3. The knowledge base is composed of the "Training Data: Track 2 Training Data v2" set .

Instruction for obtaining the wikipedia knowledge base.

1. Obtaining a Wikipedia dump by following these instructions : https://en.wikipedia.org/wiki/Wikipedia:Database_download.

Instruction for obtaining the EHRQA datasets and the associated knowledge base.

1. Requesting the access to MIMIC-IV at the following address : https://physionet.org/content/mimic-iv-demo/2.2/
2. The dataset can be downloaded at the following address : https://physionet.org/content/drugehrqa/1.0.0/

Instruction for the knowledge base processing :

1. Run data/splitting_run_parallel.py . If necessary change the INPUT_DIR and OUTPUT_DIR variable.
2. Run data.id.py . If necessary change the INPUT_DIR variable.
3. Run embeding_run_parallel.py . If necessary change the INPUT_DIR and OUTPUT_DIR variable.


The method uses Llama2 chat 70B (https://huggingface.co/meta-llama/Llama-2-70b-chat-hf) or Mixtral8x7B Instruct (https://huggingface.co/mistralai/Mixtral-8x7B-Instruct-v0.1).

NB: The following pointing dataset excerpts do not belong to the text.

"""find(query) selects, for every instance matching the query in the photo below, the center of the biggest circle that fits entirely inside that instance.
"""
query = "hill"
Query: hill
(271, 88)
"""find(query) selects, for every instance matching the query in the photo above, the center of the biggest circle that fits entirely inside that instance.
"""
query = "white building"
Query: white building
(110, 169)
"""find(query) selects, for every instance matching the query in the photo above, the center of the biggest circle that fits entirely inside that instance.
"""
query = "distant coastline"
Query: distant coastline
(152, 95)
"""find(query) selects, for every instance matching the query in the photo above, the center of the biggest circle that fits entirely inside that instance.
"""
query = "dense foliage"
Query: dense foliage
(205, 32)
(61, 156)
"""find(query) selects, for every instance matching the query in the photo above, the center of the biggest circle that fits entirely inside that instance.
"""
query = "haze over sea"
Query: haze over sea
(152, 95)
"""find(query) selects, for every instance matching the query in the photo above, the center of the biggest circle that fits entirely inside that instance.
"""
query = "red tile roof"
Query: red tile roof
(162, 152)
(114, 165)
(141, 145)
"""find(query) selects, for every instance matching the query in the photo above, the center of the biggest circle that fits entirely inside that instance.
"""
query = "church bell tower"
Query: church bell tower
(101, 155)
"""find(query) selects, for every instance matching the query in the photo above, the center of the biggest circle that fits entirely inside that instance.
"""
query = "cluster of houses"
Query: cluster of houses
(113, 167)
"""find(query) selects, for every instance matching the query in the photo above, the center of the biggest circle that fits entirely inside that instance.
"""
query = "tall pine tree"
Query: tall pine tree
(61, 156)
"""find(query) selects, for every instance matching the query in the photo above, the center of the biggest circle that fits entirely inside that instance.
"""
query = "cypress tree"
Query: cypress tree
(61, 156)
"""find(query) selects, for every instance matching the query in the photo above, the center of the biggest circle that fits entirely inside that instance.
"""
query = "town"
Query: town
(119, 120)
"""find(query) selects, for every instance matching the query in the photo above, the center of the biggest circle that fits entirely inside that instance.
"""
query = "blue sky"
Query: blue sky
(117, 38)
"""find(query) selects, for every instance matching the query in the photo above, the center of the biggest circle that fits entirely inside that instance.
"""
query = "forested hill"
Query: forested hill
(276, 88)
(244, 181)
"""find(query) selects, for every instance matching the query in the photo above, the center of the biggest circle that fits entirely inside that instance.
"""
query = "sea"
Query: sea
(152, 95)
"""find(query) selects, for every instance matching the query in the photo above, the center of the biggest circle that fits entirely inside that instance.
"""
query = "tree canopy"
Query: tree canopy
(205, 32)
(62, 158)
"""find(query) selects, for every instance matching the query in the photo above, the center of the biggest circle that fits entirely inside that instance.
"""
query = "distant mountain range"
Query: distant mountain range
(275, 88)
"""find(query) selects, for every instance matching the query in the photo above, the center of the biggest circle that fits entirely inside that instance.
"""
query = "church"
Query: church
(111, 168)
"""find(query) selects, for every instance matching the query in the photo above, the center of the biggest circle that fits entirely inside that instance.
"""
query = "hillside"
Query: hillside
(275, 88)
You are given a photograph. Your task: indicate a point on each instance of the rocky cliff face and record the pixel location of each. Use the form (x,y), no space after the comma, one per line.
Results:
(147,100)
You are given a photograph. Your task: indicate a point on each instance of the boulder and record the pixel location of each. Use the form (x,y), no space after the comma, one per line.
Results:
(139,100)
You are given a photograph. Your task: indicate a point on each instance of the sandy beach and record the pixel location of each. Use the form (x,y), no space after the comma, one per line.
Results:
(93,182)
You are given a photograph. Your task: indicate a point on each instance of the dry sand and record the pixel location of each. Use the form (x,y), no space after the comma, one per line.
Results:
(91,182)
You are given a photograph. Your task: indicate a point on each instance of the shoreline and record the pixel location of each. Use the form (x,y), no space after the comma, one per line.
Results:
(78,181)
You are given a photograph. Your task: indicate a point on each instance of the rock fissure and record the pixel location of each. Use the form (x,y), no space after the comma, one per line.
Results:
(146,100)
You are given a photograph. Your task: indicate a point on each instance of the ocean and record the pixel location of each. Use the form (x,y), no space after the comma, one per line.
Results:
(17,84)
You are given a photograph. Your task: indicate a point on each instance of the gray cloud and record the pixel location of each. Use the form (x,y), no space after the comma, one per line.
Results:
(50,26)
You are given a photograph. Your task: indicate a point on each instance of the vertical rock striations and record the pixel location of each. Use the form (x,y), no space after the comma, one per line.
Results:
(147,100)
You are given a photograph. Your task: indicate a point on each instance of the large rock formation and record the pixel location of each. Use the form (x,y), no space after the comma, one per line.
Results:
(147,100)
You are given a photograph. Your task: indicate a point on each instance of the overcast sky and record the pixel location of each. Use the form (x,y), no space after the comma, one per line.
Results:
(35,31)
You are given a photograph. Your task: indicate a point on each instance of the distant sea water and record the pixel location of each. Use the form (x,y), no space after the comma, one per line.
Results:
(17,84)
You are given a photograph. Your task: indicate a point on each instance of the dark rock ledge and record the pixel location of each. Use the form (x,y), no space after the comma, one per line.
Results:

## Running the experiments

To run the experiments on the Boolq test set, you can use the following script for each method :

LLM :

```bash
python source/evaluate.py \
--method_name LLM \
--query_set_name boolq_test \
--collection_name wikipedia_dump_100 \
--oracle False \
--save_graph False \
--output_dir results/ \
--verbose False 
```
RAG :

```bash
python source/evaluate.py
--method_name LLMRAG
--query_set_name boolq_test
--collection_name wikipedia_dump_100
--document_rate 1
--oracle False
--save_graph False
--output_dir results/
--verbose False
```

MCTS - oracle :

```bash
python source/evaluate.py
--method_name mcts
--query_set_name boolq_test
--collection_name wikipedia_dump_100
--document_rate 2
--size 15
--oracle True
--save_graph False
--output_dir results/
--verbose False
--p_document 0.7
--threshold 0.5
```

MCTS - selfcritic :

```bash
python source/evaluate.py
--method_name mcts
--query_set_name boolq_test
--collection_name wikipedia_dump_100
--document_rate 2
--size 15
--oracle False
--save_graph False
--output_dir results/
--verbose False
--p_document 0.7
--threshold 0.9
```

MCTS - model-based estimation :

```bash
python source/evaluate.py
--method_name qmcts
--query_set_name boolq_test
--collection_name wikipedia_dump_100
--document_rate 2
--size 15
--oracle False
--save_graph False
--output_dir results/
--verbose False
--threshold 0.21
```


To run the experiments on the emrQA test set, you can use the following script for each method :

LLM :

```bash
python source/evaluate.py
--method_name LLM
--query_set_name ade_qa_med2_test
--collection_name med_records_100
--oracle False
--save_graph False
--output_dir results/
--verbose False
```
RAG :

```bash
python source/evaluate.py
--method_name LLMRAG
--query_set_name ade_qa_med2_test
--collection_name med_records_100
--document_rate 1
--oracle False
--save_graph False
--output_dir results/
--verbose False
```

MCTS - oracle :

```bash
python source/evaluate.py
--method_name mcts
--query_set_name ade_qa_med2_test
--collection_name med_records_100
--document_rate 5
--size 25
--oracle True
--save_graph False
--output_dir results/
--verbose False
--p_document 1
--threshold 0.5
```

MCTS - selfcritic :

```bash
python source/evaluate.py
--method_name mcts
--query_set_name ade_qa_med2_test
--collection_name med_records_100
--document_rate 5
--size 25
--oracle False
--save_graph False
--output_dir results/
--verbose False
--p_document 1
--threshold 0.9
```

MCTS - model-based estimation :

```bash
python source/evaluate.py
--method_name qmcts
--query_set_name ade_qa_med2_test
--collection_name med_records_100
--document_rate 5
--size 25
--oracle False
--save_graph False
--output_dir results/
--verbose False
--threshold 0.9
```


## Content

- `data/` Directory containing all the data and the script to process it.
- `model/` Directory containing the weight of the score estimation model.
- `source/controller/` Directory containing all the code related to information retrieval, mcts, thought process.
- `source/models/` Directory containing the models that manage all the different LLM request.
- `source/qlearner/` Directory contraining the training script for the score estimation model.
- `source/language_models/` Directory containing the LLM API.